Mais Gillespie n’est pas sourd, pas plus qu’il n’est borné et il sait manifestement prendre la balle au bond. Ayant pris note de ce qu’on lui a reproché ces dernières années, il nous offre ce qu’on peut appeler un album ‘contre-attaque’. En effet, avec Beautiful Future, on renoue avec le son eighties qui a fait la gloire de Primal Scream sans renier pour autant les influences noisy et la touche de soul des débuts. Exit les emprunts grossiers et les digressions hasardeuses, Gillespie voulait un album solide, bougeant et digne de la culture éclectique de Primal Scream. « Beautiful Future est un chemin qui traverse les Stooges pour arriver à ABBA… ». J’ai dit « crossover improbable ? »
Et Primal Scream a vraiment mis les petits plats dans les grands pour pondre cet album.
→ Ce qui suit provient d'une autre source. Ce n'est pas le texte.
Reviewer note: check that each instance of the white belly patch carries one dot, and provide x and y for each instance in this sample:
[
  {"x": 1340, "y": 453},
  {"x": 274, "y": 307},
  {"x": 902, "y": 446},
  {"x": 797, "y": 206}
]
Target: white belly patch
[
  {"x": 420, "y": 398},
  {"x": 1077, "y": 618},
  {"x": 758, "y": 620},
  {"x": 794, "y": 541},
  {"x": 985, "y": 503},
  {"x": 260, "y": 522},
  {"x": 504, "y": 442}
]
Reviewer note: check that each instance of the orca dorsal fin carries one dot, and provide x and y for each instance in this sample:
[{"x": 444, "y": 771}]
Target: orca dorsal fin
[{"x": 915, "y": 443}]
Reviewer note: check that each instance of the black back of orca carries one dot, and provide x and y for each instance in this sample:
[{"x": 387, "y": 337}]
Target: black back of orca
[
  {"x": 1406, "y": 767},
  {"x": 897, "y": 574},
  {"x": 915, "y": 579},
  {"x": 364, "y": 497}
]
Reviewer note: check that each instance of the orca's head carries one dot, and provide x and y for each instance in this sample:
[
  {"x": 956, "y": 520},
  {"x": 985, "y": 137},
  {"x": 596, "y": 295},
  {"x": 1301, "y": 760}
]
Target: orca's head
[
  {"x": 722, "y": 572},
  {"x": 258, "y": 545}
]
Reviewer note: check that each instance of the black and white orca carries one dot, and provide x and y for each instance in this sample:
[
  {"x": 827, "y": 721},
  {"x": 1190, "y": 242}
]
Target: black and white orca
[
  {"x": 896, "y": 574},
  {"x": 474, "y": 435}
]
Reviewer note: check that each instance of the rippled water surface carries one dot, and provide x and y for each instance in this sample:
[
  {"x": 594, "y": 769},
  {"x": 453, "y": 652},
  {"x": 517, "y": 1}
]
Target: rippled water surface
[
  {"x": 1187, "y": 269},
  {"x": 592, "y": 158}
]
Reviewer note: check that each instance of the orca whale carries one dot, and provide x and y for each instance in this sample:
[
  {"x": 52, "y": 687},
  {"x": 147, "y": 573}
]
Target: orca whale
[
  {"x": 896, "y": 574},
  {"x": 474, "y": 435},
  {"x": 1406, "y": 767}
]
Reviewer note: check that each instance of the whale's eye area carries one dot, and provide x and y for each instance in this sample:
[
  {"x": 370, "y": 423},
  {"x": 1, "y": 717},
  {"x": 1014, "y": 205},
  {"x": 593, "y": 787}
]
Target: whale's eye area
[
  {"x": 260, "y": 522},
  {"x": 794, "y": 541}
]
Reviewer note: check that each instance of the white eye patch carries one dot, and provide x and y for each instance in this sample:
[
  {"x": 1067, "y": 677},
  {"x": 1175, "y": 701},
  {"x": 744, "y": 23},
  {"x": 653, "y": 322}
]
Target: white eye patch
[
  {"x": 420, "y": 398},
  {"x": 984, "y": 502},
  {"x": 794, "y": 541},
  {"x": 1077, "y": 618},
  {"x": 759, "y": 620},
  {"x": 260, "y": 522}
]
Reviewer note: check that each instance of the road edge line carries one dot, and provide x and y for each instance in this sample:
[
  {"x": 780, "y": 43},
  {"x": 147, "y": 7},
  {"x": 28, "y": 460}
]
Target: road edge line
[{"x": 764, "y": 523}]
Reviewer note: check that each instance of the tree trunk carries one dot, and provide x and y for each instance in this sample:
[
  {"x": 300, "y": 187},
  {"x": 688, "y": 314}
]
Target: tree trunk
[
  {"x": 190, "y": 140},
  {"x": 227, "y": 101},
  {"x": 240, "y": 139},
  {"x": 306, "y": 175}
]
En quête d’un son vintage absolu, ils ont pris la route de Stockholm pour enregistrer la moitié de Beautiful Future sur le matériel d’ABBA aux studios Atlantis (il fallait vraiment le vouloir). Bjorn Yttling de Peter, Bjorn and John est venu leur prêter main-forte et il y a beaucoup à parier qu’il n’est pas pour rien dans l’allure résolument pop de cet album. Un choix qu’on ne regrettera pas car Beautiful Future est vraiment bien agencé ; on sent un très gros travail sur les compositions et sur l’enregistrement, travail qui manquait énormément à ce que Primal Scream avait produit récemment. D’ailleurs tout ça sonne très bien, avec une mention spéciale pour « Can’t Go Back » aux guitares bien piquantes et pour « The Glory Of Love » aux synthés ultra efficaces. Au nombre des collaborateurs de pointures, outre Yttling, on compte Josh Homme qui a composé « Necro Hex Blues », Lovefoxxx (la voix de CSS) qui accompagne Gillespie sur « I Love To Hurt (You Love To Be Hurt) » et Paul Epworth, producteur de Bloc Party, qui était également de la partie. Que du beau monde pour du très bon travail.
Primal Scream avait vraiment besoin d’une relecture critique de ses 25 années d’existence et Beautiful Future en est la synthèse. Au lieu de s’enfoncer en remâchant les mêmes mélodies et en dormant sur leurs lauriers, ils nous offrent un album réfléchi et carré qui mérite de faire partie de ce qu’ils ont fait de mieux.